Discovery Prospects for a Minimal Dark Matter Model at Cosmic and Intensity Frontier Experiments
Ahmed Alenezi, Cari Cesarotti, Stefania Gori, Jessie Shelton
TL;DR
The paper tackles the question of detecting a minimal secluded dark matter model where a Dirac fermion $\chi$ interacts with the Standard Model through a kinetically mixed dark photon $Z_D$ with $m_{Z_D}<m_\chi$. It solves coupled Boltzmann equations to map the relic-abundance curve in the $(\alpha_D, \epsilon)$ plane across freeze-in, out-of-equilibrium freeze-out, and secluded freeze-out regimes, then confronts the model with CMB, direct-detection, and beam-dump constraints. A key result is that the WIMP-next-door region above the thermalization floor is excluded, while viable regions persist below the floor, including freeze-in and out-of-equilibrium freeze-out; future intensity-frontier experiments (beam dumps) can discover visibly decaying $Z_D$ even if direct detection remains silent, with complementary reach from direct detection and collider searches.

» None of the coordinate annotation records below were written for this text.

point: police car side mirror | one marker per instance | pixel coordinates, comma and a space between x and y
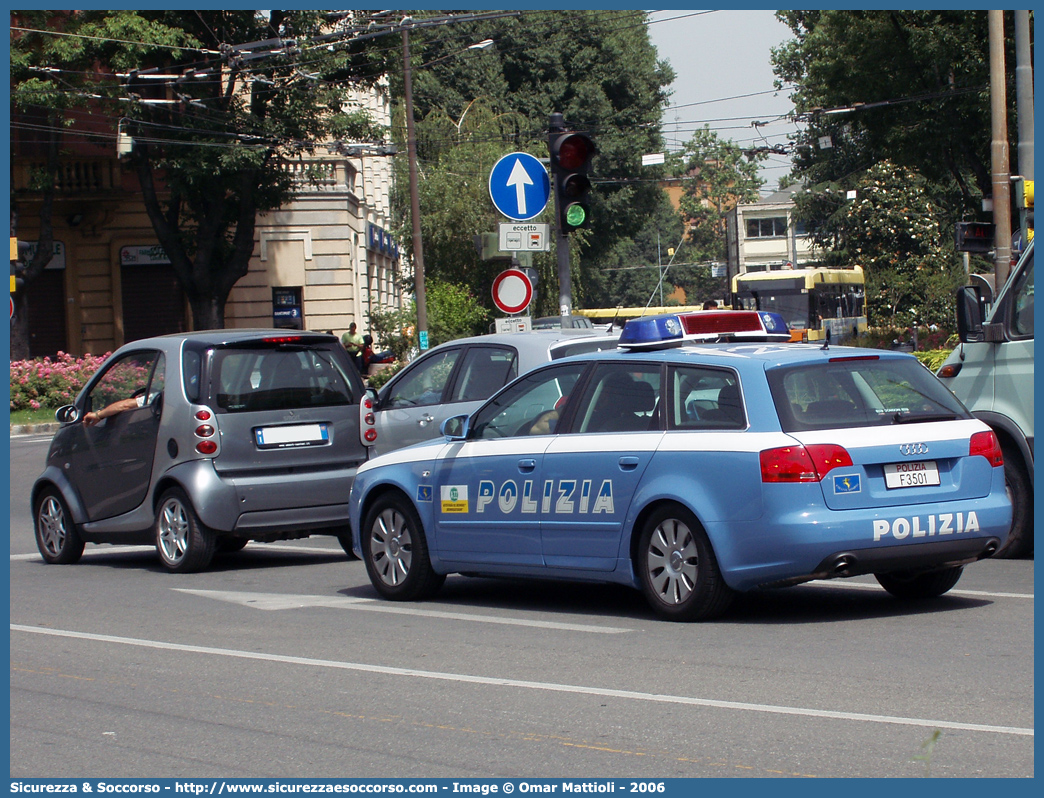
455, 428
67, 414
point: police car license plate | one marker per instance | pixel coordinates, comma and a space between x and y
293, 435
911, 474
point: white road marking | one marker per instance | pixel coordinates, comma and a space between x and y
874, 586
292, 601
103, 548
546, 686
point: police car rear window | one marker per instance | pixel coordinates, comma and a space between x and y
859, 392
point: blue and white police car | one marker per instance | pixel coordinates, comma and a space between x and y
700, 459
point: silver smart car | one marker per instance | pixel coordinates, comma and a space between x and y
236, 436
456, 377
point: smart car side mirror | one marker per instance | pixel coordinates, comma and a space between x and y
455, 428
67, 414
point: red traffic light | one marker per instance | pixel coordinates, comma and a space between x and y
572, 150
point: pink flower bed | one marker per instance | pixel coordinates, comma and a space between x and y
43, 382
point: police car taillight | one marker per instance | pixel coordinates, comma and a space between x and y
669, 330
986, 444
802, 464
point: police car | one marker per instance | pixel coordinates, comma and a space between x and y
700, 459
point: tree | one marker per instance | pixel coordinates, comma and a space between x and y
209, 164
597, 68
917, 86
892, 229
719, 175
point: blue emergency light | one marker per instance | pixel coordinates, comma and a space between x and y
706, 326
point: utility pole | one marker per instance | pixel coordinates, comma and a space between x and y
556, 124
998, 150
414, 200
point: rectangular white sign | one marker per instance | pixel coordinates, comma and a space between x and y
521, 236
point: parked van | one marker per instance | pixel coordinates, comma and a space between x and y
992, 373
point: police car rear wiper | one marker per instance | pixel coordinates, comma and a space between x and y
911, 418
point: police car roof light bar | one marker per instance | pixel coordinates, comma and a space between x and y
707, 326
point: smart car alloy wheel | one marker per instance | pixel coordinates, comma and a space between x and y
56, 537
184, 543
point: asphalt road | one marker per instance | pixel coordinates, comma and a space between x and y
281, 662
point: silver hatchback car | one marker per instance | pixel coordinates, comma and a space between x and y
456, 377
230, 436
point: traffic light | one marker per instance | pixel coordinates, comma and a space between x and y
974, 236
1024, 202
571, 154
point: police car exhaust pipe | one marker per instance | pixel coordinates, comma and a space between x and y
843, 565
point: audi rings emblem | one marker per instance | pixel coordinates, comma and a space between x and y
911, 449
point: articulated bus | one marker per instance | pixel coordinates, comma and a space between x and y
811, 300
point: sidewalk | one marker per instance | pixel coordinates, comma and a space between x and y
48, 427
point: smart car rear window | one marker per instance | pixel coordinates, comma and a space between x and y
859, 392
244, 380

The work highlights the complementarity of direct, indirect, and accelerator-based probes in testing feebly interacting dark sectors and provides guidance for prioritizing searches for a vector-portal dark photon in light of a minimal DM framework.
Abstract
We explore the detection prospects for a minimal secluded dark matter model, where a fermionic dark matter particle interacts with the Standard Model (SM) via a kinetically mixed dark photon. We focus on scenarios where the dark photon decays visibly, making it a prime target for beam-dump experiments. In this model, the dark matter relic abundance can be achieved by a variety of mechanisms: freeze-in, out-of-equilibrium freeze-out, and secluded freeze-out. We demonstrate that the secluded freeze-out regime in the considered mass range is now entirely excluded by a combination of direct and indirect detection constraints. Moreover, we show that future direct detection and intensity frontier experiments offer complementary sensitivity to this minimal model in the parameter space where the hidden sector never enters equilibrium with the SM. In out-of-equilibrium freeze-out scenarios, nuclear-recoil direct detection experiments can still access signals above the neutrino fog that are mediated by dark photons that are too weakly coupled to be detected in future beam dump experiments. Meanwhile, future beam dump experiments provide a powerful probe of the freeze-in parameter space in this model, which is largely inaccessible to direct detection experiments. Notably, even in the absence of a future observation in direct detection experiments, a dark photon discovery remains possible at SHiP, DUNE, LHCb, and DarkQuest within this minimal dark matter model.